Das Problem: Damit die teuren Freizeitanlagen errichtet werden können, müssen Sponsoren die Kassen aufmachen. Oft kommen öffentliche Gelder hinzu – doch für Zuschüsse an die private Wirtschaft gelten strengere Vorgaben als für den Vereinssport. Sollten die Alpinisten ihre Hallen offiziell als Gewerbe betreiben, gingen ihnen Steuervorteile verloren. Genau das wollen private Betreiber erreichen, die faire Wettbewerbebedingungen fordern. In Berlin schwelt seit Jahren ein Rechtsstreit: Ein Unternehmer klagt, weil die Stadt der örtlichen DAV-Sektion ein großes Grundstück für eine kleine Miete überlassen habe.
In Illertissen verfolgen die DAVMitglieder mit großem Interesse, was sich deutschlandweit in Sachen Kletterhallen juristisch tut. „Wir haben das auf dem Schirm“, sagt Andreas Gamper, der mit den Planungen der Halle betraut ist. Probleme erwarte man nicht. „Wir lassen erst einmal auf uns zukommen, was in der Sache entschieden wird.“Und dann werde man sich nach der entsprechenden Gesetzeslage richten. „Das ist kein Problem.“
Vorgesehen sind in Illertissen, wie berichtet, ein Freiluft-Kletterturm, ein Vereinsgebäude samt Boulderhalle und Parkplätze. Die Kosten: rund 1,3 Millionen Euro. Entstehen soll das alles auf einem städtischen Grundstück, auf dem sich momentan eine stillgelegte Minigolfanlage befindet. Der DAV wird das Areal durch einen Erbrechtsvertrag nutzen können und im Gegenzug eine Art Miete bezahlen. Die Stadträte im Bauausschuss billigten die Entwürfe einstimmig, die Halle sei eine „tolle Sache“für Illertissen, hieß es. Gebaut werden soll laut DAV, sobald die Genehmigung durch das Landratsamt Neu-Ulm vorliegt, wohl im Frühjahr 2018. Die Bauzeit soll ein Dreivierteljahr betragen, die Alpenvereinsmitglieder wollen einiges in Eigenleistung stemmen, sagt Gamper.
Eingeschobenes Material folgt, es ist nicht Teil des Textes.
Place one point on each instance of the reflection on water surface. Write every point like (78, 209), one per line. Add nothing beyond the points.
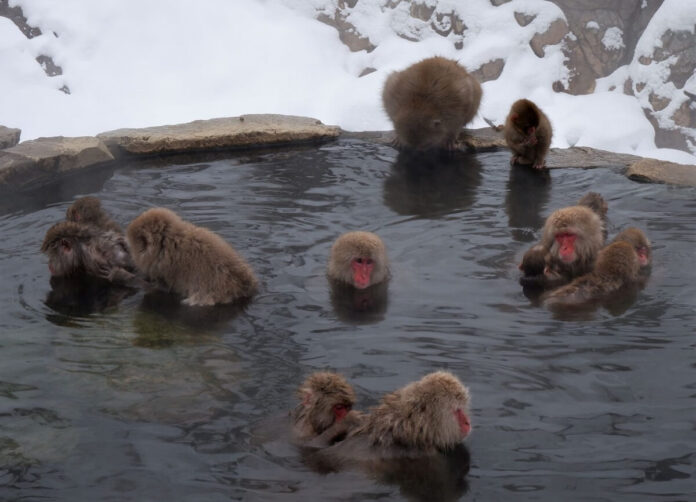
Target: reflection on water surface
(132, 397)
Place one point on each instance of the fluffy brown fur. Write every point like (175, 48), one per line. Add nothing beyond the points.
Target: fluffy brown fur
(189, 260)
(417, 420)
(75, 249)
(352, 245)
(88, 211)
(636, 238)
(528, 134)
(588, 228)
(316, 419)
(617, 267)
(429, 102)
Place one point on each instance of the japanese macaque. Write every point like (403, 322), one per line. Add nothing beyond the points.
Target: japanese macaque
(188, 260)
(75, 249)
(617, 268)
(573, 235)
(88, 211)
(358, 259)
(423, 418)
(429, 102)
(528, 134)
(324, 415)
(635, 237)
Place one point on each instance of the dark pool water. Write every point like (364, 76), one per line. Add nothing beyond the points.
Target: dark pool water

Die rechtliche Auseinandersetzung beschäftigt auch die Mitarbeiter der Illertisser Stadtverwaltung. „Man wird sehen müssen, was dabei herauskommt“, sagt Kämmerer Markus Weiß. Gegebenenfalls könne auf neue Vorgaben reagiert werden. Grundsätzlich verfolge die Stadt die Strategie, Erbpachtverträge zu „sinnvollen Konditionen“abzuschließen. Etwaige Zuschüsse würden über die Pacht gewährt. Falls eine neue rechtliche Lage es erfordert, könnte der Vertrag angepasst werden, so Weiß.
Im DAV laufen die Vorbereitungen für die Halle auf Hochtouren – verschiedene Abteilungen und Gruppen arbeiteten daran mit, sagt Gamper. Die Vorfreude sei groß. „Wir sind eine eingeschworene Gemeinschaft.“Von dem Rechtsstreit lasse man sich bis auf Weiteres nicht beeinflussen. „Fallen gelassen wird das Projekt nicht“, sagt Gamper. Vielmehr werde man sich den Gegebenheiten anpassen.